È curioso come viene raccontato, con eccessiva superficialità e approssimazione, il dibattito interno al Partito Democratico sul tema delle unioni civili. A dar retta a tale racconto, si potrebbe essere indotti a ritenere che il Pd sia spaccato nel confronto fra chi vuole la legge sulle unioni civili e chi la osteggia e quindi impossibilitato ed incapace di esprimere con la necessaria chiarezza e determinazione una posizione. È utile ed opportuno chiarire che non è così.
La proposta di legge che fra pochi giorni arriverà in Senato è una proposta del Partito Democratico, costruita dal Partito Democratico e presentata da una sua senatrice: Monica Cirinnà. A favore della sua approvazione si è già espresso senza equivoci il segretario nazionale ed hanno dato chiare indicazioni di voti sia il capogruppo alla camera che quello al Senato. Non solo, quella legge, così come la volontà di dare pieno riconoscimento ai diritti di cittadinanza delle persone omosessuali, sono patrimonio acquisito ed indiscutibile del popolo democratico. Le straordinarie manifestazioni che sabato scorso hanno riempito le piazze italiane hanno visto la partecipazione massiccia dei militanti democratici e l’adesione ufficiale delle organizzazioni locali del PD.
Non c’è dubbio quindi su quale sia la posizione e l’orientamento del Partito Democratico così come non c’è alcun dubbio che senza l’impegno dei deputati e dei senatori del PD quella legge non potrebbe mai essere approvata.

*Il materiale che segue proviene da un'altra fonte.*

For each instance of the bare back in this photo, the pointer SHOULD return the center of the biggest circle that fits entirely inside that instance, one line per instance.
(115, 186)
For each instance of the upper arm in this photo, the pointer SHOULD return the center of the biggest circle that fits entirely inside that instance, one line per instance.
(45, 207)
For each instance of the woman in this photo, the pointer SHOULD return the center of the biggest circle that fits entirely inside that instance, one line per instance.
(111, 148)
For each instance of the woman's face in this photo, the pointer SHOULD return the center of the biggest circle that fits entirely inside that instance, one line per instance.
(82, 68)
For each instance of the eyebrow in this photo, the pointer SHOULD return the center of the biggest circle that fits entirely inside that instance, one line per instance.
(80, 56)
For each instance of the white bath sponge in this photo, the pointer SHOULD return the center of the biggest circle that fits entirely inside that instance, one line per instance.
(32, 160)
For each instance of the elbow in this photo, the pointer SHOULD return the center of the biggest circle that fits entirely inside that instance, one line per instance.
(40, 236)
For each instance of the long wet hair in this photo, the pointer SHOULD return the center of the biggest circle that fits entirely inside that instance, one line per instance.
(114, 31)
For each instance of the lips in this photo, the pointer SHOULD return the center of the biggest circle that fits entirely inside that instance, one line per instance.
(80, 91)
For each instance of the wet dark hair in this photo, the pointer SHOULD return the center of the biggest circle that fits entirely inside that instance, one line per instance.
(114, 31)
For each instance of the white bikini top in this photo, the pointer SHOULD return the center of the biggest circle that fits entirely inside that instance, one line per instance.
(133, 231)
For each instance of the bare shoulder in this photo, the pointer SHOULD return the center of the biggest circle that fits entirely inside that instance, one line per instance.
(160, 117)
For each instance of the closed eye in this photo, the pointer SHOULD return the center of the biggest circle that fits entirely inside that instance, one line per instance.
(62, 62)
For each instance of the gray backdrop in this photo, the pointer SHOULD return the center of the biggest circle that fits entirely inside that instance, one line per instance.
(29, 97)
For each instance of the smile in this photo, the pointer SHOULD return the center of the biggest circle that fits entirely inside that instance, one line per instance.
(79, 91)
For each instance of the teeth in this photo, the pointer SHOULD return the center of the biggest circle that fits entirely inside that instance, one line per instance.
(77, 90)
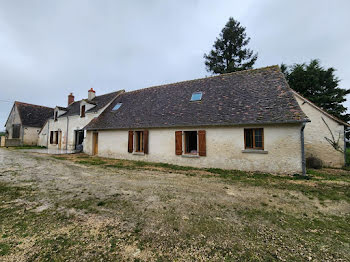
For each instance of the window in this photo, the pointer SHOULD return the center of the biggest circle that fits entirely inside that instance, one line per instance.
(117, 106)
(254, 138)
(16, 129)
(191, 143)
(197, 96)
(139, 141)
(82, 114)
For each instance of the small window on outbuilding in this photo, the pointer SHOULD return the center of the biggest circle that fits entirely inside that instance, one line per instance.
(139, 141)
(197, 96)
(117, 106)
(82, 113)
(254, 138)
(191, 142)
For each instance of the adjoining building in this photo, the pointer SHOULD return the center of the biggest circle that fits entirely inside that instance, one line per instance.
(25, 122)
(63, 130)
(248, 120)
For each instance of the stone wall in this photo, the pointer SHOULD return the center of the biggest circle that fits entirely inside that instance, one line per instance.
(224, 146)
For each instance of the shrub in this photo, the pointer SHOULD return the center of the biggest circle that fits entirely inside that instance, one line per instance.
(314, 162)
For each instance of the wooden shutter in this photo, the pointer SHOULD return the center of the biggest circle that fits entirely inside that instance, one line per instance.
(131, 142)
(56, 142)
(16, 130)
(145, 141)
(83, 111)
(201, 143)
(178, 142)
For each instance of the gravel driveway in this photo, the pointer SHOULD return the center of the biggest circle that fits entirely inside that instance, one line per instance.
(55, 209)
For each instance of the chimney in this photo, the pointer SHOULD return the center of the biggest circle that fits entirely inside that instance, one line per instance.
(70, 98)
(91, 94)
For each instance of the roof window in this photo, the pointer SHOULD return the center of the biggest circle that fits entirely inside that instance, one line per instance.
(117, 106)
(197, 96)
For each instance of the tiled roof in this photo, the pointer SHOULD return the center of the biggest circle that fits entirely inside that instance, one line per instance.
(33, 115)
(258, 96)
(100, 102)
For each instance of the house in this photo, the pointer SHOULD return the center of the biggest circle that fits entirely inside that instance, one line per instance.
(25, 122)
(323, 129)
(248, 120)
(63, 130)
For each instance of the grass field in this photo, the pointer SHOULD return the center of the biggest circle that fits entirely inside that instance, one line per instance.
(95, 209)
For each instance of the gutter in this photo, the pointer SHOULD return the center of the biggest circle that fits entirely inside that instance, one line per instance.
(67, 134)
(48, 134)
(303, 161)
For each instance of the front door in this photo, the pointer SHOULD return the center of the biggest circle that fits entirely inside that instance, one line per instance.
(79, 138)
(59, 140)
(95, 144)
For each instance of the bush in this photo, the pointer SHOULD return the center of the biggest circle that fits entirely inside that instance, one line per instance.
(314, 162)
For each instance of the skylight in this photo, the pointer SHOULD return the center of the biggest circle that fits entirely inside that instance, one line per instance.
(197, 96)
(117, 106)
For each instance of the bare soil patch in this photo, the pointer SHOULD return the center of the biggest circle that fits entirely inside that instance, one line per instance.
(81, 208)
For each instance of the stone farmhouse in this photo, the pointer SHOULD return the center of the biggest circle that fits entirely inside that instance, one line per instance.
(249, 120)
(64, 130)
(25, 122)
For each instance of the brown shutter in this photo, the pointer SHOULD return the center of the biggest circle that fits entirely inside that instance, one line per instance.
(201, 143)
(178, 142)
(145, 141)
(131, 141)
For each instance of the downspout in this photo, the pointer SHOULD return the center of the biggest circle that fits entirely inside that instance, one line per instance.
(345, 163)
(48, 134)
(303, 161)
(67, 134)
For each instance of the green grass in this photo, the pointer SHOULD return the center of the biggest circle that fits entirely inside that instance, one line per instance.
(319, 186)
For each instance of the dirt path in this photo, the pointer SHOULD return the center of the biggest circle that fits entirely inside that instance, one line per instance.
(155, 215)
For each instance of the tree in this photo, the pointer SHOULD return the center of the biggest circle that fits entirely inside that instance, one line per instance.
(229, 53)
(319, 85)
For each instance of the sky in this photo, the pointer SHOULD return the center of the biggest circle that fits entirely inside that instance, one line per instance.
(52, 48)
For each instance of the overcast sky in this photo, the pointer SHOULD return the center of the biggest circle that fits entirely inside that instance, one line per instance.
(51, 48)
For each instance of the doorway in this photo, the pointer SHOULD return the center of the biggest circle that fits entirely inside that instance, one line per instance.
(95, 143)
(79, 139)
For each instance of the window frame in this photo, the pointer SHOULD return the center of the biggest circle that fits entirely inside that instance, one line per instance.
(16, 127)
(118, 105)
(196, 93)
(185, 143)
(137, 135)
(253, 142)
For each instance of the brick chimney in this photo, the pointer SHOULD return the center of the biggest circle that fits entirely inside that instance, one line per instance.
(70, 98)
(91, 94)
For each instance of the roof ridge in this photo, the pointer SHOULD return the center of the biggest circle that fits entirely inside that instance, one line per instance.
(18, 102)
(320, 109)
(93, 98)
(202, 78)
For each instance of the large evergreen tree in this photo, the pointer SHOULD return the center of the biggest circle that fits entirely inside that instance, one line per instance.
(319, 85)
(229, 53)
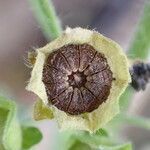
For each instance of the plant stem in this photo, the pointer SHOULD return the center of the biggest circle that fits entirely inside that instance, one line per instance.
(47, 18)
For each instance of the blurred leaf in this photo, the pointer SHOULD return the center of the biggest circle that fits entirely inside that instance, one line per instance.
(127, 146)
(46, 16)
(102, 132)
(133, 120)
(140, 46)
(41, 111)
(10, 131)
(94, 140)
(31, 136)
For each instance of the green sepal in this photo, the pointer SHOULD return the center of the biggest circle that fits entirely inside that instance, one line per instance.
(41, 111)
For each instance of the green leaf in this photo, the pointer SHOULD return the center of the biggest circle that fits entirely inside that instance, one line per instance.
(31, 137)
(10, 131)
(126, 146)
(46, 16)
(139, 48)
(80, 146)
(41, 111)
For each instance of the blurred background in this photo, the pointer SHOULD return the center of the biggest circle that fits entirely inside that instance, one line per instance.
(20, 32)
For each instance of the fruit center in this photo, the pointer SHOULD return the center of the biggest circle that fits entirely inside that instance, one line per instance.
(77, 79)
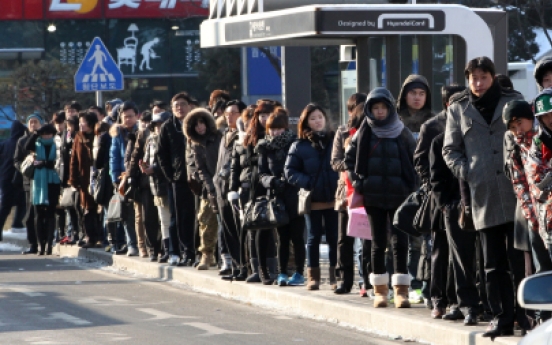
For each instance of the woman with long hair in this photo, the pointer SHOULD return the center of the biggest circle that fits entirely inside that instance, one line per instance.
(308, 167)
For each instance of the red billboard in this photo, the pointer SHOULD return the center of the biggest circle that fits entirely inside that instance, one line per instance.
(99, 9)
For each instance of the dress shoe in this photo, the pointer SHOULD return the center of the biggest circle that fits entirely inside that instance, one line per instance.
(437, 312)
(31, 250)
(494, 330)
(471, 319)
(453, 315)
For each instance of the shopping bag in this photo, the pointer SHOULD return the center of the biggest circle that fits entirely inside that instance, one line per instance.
(359, 226)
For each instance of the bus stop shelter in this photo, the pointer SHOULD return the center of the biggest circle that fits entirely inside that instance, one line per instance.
(479, 32)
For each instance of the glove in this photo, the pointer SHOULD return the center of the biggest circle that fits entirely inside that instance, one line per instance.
(213, 203)
(278, 185)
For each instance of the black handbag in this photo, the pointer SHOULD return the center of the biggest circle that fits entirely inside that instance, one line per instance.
(305, 196)
(103, 190)
(115, 211)
(405, 214)
(422, 219)
(265, 212)
(67, 198)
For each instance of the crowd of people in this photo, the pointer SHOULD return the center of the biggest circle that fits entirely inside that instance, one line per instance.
(176, 184)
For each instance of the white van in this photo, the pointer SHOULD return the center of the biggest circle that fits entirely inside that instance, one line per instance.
(521, 74)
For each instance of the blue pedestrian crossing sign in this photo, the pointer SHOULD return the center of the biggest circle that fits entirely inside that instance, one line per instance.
(98, 71)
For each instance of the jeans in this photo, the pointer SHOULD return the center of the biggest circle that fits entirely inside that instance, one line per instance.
(379, 220)
(181, 230)
(314, 235)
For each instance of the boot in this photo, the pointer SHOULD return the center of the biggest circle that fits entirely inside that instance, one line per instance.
(313, 278)
(400, 283)
(347, 283)
(380, 284)
(265, 276)
(205, 261)
(272, 266)
(254, 277)
(333, 279)
(165, 255)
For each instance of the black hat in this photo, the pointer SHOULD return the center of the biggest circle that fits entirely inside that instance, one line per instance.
(517, 110)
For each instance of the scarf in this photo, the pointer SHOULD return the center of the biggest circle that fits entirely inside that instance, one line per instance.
(487, 103)
(279, 142)
(44, 176)
(390, 127)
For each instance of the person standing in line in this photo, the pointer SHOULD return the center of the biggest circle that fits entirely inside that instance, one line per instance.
(34, 122)
(414, 108)
(45, 187)
(79, 178)
(120, 135)
(308, 166)
(204, 139)
(473, 150)
(229, 240)
(272, 156)
(380, 165)
(438, 250)
(12, 193)
(171, 154)
(345, 244)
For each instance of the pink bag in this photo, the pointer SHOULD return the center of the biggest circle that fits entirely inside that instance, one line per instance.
(356, 200)
(359, 226)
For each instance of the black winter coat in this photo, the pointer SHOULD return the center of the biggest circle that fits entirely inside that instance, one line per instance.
(18, 158)
(271, 166)
(304, 162)
(222, 183)
(172, 150)
(383, 184)
(8, 173)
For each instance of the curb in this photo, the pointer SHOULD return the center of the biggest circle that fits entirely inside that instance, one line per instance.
(349, 311)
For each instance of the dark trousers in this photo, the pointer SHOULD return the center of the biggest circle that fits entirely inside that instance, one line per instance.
(463, 250)
(439, 270)
(181, 229)
(151, 221)
(45, 217)
(345, 244)
(230, 232)
(12, 197)
(30, 220)
(320, 220)
(292, 232)
(496, 242)
(379, 220)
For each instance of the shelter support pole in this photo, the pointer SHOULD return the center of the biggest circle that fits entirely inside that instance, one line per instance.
(296, 80)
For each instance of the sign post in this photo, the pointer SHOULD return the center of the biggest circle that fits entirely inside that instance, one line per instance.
(98, 72)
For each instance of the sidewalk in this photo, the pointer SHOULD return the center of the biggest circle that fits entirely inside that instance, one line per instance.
(347, 310)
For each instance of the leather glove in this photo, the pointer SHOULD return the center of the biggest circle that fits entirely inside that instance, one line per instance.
(213, 202)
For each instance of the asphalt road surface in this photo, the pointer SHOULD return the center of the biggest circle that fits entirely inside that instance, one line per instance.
(50, 301)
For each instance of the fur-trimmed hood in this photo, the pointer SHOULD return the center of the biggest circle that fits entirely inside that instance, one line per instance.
(190, 122)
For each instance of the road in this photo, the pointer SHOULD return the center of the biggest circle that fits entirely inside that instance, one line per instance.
(50, 301)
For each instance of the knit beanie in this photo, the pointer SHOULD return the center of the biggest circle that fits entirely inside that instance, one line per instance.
(37, 116)
(517, 110)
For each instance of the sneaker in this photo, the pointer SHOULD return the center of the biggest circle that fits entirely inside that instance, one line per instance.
(282, 279)
(296, 279)
(132, 252)
(415, 296)
(174, 260)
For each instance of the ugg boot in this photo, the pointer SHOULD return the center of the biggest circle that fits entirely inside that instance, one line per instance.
(254, 277)
(400, 283)
(265, 276)
(165, 256)
(380, 284)
(313, 280)
(205, 261)
(333, 279)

Certo, nel Pd esiste una posizione minoritaria che, e certo non da oggi, si oppone al riconoscimento dei diritti civili e di cittadinanza delle coppie omosessuali. E’ minoritaria, nei numeri, ma lo è anche, e non era così in passato, nella capacità di condizionamento politico sulle scelte del partito. Quella posizione minoritaria è riuscita ad esercitare per anni, nel PD, ma anche sui partiti che lo hanno preceduto, una potente e imbattibile capacità di interdizione e di veto, impedendo ad ogni tentativo legislativo di giungere in porto. Fino ad oggi, perché il disegno di legge presentato dalla senatrice Cirinnà, arrivando alla discussione d’aula, si avvicina ad un traguardo mai sfiorato prima e ha la concreta e reale possibilità, da qui a poco più di un mese, di superarlo quel traguardo, diventando legge. Per chi, come molti di noi, conserva ancora il ricordo amaro dell’assemblea nazionale del luglio 2011, il muro invalicabile alzato dall’allora presidente del Partito Bindi anche alla sola apertura di una discussione sul riconoscimento delle coppie gay, ciò che stiamo vivendo in questi giorni è davvero straordinario. Oggi il presidente del Pd è in prima fila per sostenere l’approvazione della legge sulle unioni civili e sabato, in piazza a Roma, manifestava con Svegliati Italia; oggi il segretario nazionale del Pd non chiede più di ritirare le proposte di riconoscimento delle coppie gay perché laceranti per il partito, oggi il segretario nazionale dice che è finito il tempo dei rinvii e dell’ostruzionismo, che è tempo di dare al paese quella legge di cui solo quattro anni fa ci veniva persino impedito di parlare.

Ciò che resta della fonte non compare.